All  told the tone in the hallways of the US federal government is one of optimism about the future of cloud computing. There is a "cloud first" mind-set. It will be a long-haul though. John J. Shea Director in the DoD, Office of the CIO reminded us that cloud is a 2-10 technology. 2 years of hype and 10 years of adoption. Plenty of time to get rid of the "sins of the past".

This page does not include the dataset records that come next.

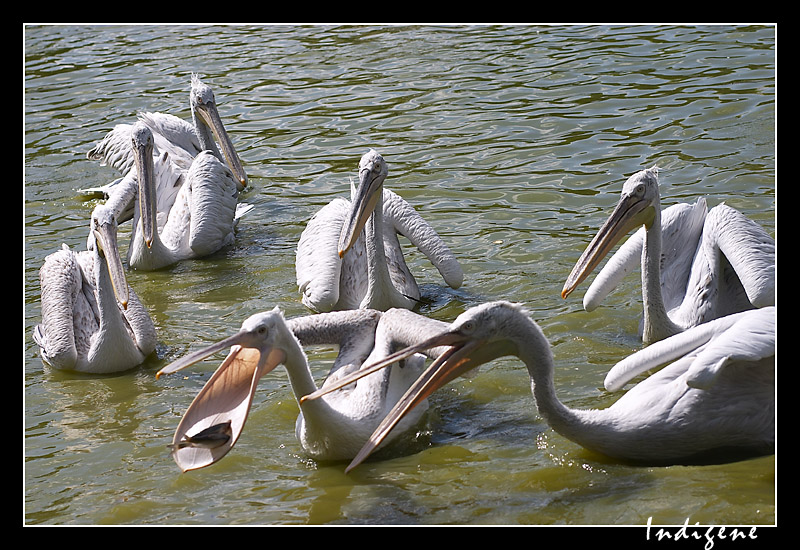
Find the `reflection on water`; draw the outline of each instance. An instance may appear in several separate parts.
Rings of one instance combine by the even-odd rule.
[[[85,247],[94,199],[77,190],[116,177],[85,153],[140,110],[188,119],[191,72],[215,90],[256,210],[229,250],[128,272],[157,356],[115,376],[53,371],[30,338],[38,269],[62,242]],[[511,359],[434,396],[429,448],[348,475],[302,455],[282,370],[261,381],[234,451],[180,474],[166,444],[221,358],[154,374],[257,311],[307,313],[300,232],[349,194],[374,147],[386,187],[464,267],[453,291],[409,251],[420,313],[452,320],[487,300],[523,302],[553,345],[559,397],[607,406],[605,372],[640,346],[638,275],[592,313],[582,291],[560,298],[566,275],[627,175],[652,165],[665,205],[724,200],[775,235],[775,92],[768,26],[26,27],[25,522],[773,524],[774,457],[610,463],[544,425]],[[309,351],[319,379],[332,357]]]

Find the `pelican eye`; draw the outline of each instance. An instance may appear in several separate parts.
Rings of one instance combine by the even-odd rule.
[[[475,324],[475,321],[467,321],[466,323],[461,325],[461,328],[459,329],[459,331],[462,332],[462,333],[469,334],[469,333],[475,332],[476,327],[477,327],[477,325]]]

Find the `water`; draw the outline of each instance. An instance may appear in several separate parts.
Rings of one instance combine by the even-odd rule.
[[[245,432],[181,474],[166,444],[216,368],[156,371],[252,313],[304,315],[294,248],[369,147],[387,187],[461,261],[448,289],[409,264],[452,320],[495,299],[530,308],[553,346],[558,395],[603,407],[608,368],[641,344],[638,273],[584,312],[559,293],[631,173],[662,168],[662,203],[705,196],[775,235],[776,29],[771,26],[28,26],[25,28],[24,523],[28,525],[776,523],[774,457],[641,468],[590,454],[538,416],[527,373],[495,361],[432,398],[422,452],[306,458],[285,372],[262,379]],[[116,177],[85,153],[138,110],[189,118],[189,75],[214,88],[256,209],[231,249],[129,272],[157,354],[113,376],[58,372],[31,339],[38,269],[85,247]],[[127,229],[120,240],[127,242]],[[127,246],[126,244],[123,247]],[[321,380],[333,351],[310,351]]]

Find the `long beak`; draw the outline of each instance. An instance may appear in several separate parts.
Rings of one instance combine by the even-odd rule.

General Hayden - Words of Wisdom

I was privileged to listen to one of my all-time favorite presentations by retired General Michael Hayden, former director of NSA and CIA. The venue: TTI / Vanguard Conference on CyberInsecurity in Washington DC. He was reflecting on the current "bogey man" known as Cyber security. 

Now to most of us, Cyber space is a Hollywood (sci-fi genre) conjured term used synonymously with the Internet. It's origins are actually from a 1984 novel called Neuromancer.  In the National Security discourse the term cyber-space is the "5th domain" with implications far removed from a Hollywood set. There is complex language of "mutually assured dependence" and Cyber warfare. Why the 5th domain? Well the other four are: land, sea, air and space. General Hayden artfully distringuished cyber-space as the only domain that was created by man, the rest of which was "created by god" - and natural events. Adding: "we did not do such a good job". Simply-put the Internet is inherently untrusted, and was designed for anonimyity and information movement. Not for security.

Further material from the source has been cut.